В МГУ я веду курс «Искусство управления государством». Весь курс построен на том, как можно и нужно пользоваться Конституцией в качестве инструмента управления. Я показываю на конкретных примерах, что Конституция — это не памятник и не книжка, которая пылится на полке, это реальный инструмент, который нужен каждый день для разрешения конфликтов, для принятия стратегических решений, для проверки на прочность каких-то оригинальных политических, экономических и даже международных комбинаций. Я считаю, что Конституцию нужно широко пропагандировать, но ни в коем случае не надо заставлять ее зубрить, особенно в школах и вузах. Это самое худшее, что можно придумать! Если на таких уроках будет скучно, мы будем постоянно растить поколения конституционных нигилистов.
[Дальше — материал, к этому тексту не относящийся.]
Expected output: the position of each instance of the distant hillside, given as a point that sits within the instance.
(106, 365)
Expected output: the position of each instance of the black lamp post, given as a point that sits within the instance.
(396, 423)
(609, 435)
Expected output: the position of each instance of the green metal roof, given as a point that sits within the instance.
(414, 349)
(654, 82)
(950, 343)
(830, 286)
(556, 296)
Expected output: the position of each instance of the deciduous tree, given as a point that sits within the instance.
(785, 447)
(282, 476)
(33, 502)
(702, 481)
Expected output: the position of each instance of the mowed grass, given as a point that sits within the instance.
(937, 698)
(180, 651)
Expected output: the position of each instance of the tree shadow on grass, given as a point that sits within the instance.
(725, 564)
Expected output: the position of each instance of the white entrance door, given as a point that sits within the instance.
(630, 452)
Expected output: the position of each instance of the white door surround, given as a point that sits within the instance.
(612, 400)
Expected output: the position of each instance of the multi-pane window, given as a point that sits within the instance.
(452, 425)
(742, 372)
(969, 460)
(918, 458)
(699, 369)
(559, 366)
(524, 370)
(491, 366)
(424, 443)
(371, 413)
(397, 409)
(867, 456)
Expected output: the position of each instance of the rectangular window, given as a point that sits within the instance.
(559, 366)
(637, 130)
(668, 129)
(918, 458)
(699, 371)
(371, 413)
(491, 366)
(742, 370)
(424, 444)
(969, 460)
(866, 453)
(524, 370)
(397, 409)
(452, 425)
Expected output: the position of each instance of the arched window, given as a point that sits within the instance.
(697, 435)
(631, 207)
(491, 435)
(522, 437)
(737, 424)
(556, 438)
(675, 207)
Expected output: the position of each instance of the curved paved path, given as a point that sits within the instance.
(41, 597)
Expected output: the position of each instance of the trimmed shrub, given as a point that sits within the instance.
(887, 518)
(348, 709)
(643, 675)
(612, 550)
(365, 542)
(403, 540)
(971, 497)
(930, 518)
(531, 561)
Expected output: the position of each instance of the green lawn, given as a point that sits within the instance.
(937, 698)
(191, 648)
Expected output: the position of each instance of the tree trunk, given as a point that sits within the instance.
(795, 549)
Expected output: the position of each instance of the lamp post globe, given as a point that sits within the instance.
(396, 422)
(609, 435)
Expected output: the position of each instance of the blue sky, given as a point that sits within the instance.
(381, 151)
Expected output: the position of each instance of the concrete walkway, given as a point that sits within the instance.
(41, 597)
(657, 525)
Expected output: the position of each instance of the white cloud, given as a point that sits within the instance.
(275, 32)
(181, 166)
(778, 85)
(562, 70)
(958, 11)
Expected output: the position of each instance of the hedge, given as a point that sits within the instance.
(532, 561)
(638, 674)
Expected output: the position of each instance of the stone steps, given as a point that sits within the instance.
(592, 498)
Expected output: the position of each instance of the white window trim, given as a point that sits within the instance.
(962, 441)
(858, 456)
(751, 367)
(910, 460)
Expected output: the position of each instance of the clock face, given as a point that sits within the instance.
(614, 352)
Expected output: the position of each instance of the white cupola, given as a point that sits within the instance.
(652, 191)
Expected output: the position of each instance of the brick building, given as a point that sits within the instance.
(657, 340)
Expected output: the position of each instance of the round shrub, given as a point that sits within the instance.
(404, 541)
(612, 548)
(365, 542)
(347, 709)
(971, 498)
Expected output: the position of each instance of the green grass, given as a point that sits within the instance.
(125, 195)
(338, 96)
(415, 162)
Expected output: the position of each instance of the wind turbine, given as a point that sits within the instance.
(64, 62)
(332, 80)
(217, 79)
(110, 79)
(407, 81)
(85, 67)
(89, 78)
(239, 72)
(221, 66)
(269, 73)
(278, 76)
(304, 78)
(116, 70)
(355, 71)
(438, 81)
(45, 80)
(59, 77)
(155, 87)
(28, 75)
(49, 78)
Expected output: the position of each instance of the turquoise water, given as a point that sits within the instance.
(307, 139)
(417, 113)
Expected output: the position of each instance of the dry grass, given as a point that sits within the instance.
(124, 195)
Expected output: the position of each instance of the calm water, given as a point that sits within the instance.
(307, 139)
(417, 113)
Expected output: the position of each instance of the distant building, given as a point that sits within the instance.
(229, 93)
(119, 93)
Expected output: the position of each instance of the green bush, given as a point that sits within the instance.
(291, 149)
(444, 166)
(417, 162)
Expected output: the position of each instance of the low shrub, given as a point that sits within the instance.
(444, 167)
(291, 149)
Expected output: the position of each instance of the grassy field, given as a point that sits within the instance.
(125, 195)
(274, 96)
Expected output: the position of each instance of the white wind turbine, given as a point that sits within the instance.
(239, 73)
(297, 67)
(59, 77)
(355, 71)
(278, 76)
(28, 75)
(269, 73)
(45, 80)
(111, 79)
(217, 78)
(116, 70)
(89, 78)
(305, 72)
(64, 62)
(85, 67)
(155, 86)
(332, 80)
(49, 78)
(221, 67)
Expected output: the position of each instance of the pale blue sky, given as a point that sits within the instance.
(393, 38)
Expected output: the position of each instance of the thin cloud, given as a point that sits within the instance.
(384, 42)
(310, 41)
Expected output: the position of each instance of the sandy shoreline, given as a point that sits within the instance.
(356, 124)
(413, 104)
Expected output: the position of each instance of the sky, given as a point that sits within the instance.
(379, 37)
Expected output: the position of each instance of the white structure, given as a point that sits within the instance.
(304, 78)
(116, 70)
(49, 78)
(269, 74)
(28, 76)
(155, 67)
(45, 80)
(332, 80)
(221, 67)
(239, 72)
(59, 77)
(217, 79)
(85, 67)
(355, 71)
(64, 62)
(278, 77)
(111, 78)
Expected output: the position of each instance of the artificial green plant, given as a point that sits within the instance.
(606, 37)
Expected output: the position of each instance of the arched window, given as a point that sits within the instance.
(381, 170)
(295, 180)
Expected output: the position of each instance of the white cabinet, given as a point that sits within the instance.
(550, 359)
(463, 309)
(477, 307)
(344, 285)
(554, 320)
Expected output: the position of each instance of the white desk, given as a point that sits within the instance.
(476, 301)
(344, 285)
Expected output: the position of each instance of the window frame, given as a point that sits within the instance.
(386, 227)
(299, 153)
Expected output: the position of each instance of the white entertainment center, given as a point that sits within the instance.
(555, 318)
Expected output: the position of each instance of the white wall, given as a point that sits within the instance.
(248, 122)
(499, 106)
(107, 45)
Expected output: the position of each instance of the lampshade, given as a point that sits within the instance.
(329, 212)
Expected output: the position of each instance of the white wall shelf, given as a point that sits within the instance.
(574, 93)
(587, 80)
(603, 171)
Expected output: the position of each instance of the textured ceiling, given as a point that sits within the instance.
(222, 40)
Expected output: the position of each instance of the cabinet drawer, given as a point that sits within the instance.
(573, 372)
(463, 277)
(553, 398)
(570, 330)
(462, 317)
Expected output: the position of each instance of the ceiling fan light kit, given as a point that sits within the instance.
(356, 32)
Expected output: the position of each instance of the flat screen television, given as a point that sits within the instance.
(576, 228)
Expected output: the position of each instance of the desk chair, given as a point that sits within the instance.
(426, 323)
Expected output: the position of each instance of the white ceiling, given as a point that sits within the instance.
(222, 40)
Мне кажется, в этом плане я нашел интересное решение: Электронный музей конституционной истории России (www.rusconstitution.ru). Этот музей четыре года назад мы передали на портал Президентской библиотеки Санкт-Петербурга. Все, что было в России по поводу Конституции, включая стенограммы конституционного совещания (это 20 томов!), можно посмотреть, скачать, опубликовать. Мы этот музей сделали как квест: можно не рыться в картотеке, а ходить по залам, разглядывать артефакты, читать книги, чатиться с друзьями. То есть мы постарались «очеловечить» мир Конституции, сделать информацию об Основном Законе интересной и увлекательной. А в апреле начнется новый этап модернизации музея, потому что технологии опять ушли вперед. Нужно соответствовать!

— Сергей Михайлович, спасибо за очень интересный разговор!